Farman Ali was not always like this,
says Tanvir Khwawar, a local resident who studied with him in the
same school for 10 years.
"He was intelligent,
and studied science in the 10th grade, whereas I was just an
ordinary student who went for humanities.
"But
after the 10th grade, he gave up studies, and became increasingly
secluded. We seldom saw each other after that."
Both brothers got married and had children. But their wives left
them a couple of years prior to their arrests.

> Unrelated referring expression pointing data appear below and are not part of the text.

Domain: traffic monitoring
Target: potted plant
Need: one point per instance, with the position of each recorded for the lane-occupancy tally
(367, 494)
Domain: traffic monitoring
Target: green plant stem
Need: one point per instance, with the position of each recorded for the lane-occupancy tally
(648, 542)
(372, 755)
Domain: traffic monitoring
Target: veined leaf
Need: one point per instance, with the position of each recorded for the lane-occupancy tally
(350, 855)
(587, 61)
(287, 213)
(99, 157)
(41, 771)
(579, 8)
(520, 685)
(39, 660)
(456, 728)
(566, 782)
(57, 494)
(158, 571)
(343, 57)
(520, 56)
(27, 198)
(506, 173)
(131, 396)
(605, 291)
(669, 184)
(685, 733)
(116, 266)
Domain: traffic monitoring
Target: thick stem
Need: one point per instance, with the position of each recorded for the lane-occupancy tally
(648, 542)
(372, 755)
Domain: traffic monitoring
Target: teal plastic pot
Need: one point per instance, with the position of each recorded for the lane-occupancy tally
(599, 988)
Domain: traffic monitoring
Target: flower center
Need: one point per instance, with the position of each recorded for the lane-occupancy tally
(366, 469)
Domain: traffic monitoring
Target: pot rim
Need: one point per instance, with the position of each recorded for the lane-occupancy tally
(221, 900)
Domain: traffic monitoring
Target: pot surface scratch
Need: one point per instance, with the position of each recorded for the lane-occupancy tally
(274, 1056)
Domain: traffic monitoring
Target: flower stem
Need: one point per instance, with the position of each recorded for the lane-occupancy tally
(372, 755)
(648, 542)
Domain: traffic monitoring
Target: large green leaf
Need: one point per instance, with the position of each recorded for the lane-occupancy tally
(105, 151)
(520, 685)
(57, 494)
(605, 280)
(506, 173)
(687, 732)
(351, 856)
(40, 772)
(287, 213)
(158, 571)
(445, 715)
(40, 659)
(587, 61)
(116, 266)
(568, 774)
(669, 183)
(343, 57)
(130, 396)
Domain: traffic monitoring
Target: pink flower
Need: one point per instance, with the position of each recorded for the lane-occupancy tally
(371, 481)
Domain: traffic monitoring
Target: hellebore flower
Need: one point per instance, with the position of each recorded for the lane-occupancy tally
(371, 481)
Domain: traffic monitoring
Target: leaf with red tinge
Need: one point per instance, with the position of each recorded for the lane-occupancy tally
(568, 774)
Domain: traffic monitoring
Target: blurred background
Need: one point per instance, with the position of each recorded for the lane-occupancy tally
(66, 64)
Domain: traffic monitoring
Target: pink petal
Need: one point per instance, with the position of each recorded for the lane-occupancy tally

Inspector Bhatti, who traced both women and questioned them, says
they complained that their husbands did not work, beat them and
locked them up in the house when they went out, often at odd
hours.
A sister who lived with them was mentally
disabled and was found drowned in a canal a few days after their
arrest.
The brothers were never examined by a
psychiatrist for any personality disorder.
Defence lawyer Rao Tasadduq Hussain said his job was only to
secure a minimum jail term for them, which he did successfully.
"They are not insane, they are just fools," he told me.
By
Azizullah Khan - BBC Urdu, Peshawar
April 6,
2011
A court in eastern Pakistan has extended
the police custody of two brothers charged with cannibalism,
officials say.
Arif Ali and Farman Ali were
arrested earlier in the week. Police say they caught them making a
meal of a corpse they had recently stolen from a grave.
The brothers' alleged cannibalism was discovered after the body of
a newly deceased woman was found to be missing from her grave in
the city of Sargodha.
Her family then alerted
the police.
"We have charged them under the
anti-terrorism act," Inspector Abdur Rahman of Darya Khan police
told the BBC.
"They have been produced in court
in Sargodha today."
Both brothers are small
scale landowners in the town of Darya Khan, located on the border
of the provinces of Punjab and Khyber Pakhtunkhwa.
'No clear reason'
The family of the woman
said to have been eaten became suspicious when they visited her
grave a few days after she had been buried to find that it had
been disturbed.
After digging to check the body
was still there, they found it to be missing.
A
police complaint was lodged - and the subsequent investigation led
to the house of the brothers.
"They had cut a
part of the corpse and were cooking it when we appeared on the
scene," a police official said.
The other
remains of the 24-year-old, who died of cancer, were recovered
from the brothers' residence.
Police have not
revealed any clear reason as to why the men are said to have
resorted to cannibalism.
They say the pair
appear to be in sound physical and mental condition and were
living in seclusion with their sister, whose mental condition is
said to be unstable.
The brothers have also
allegedly admitted eating local dogs before turning to human meat.
Neighbours have expressed shock at the discovery, saying they
never suspected that the two men could be involved in such acts.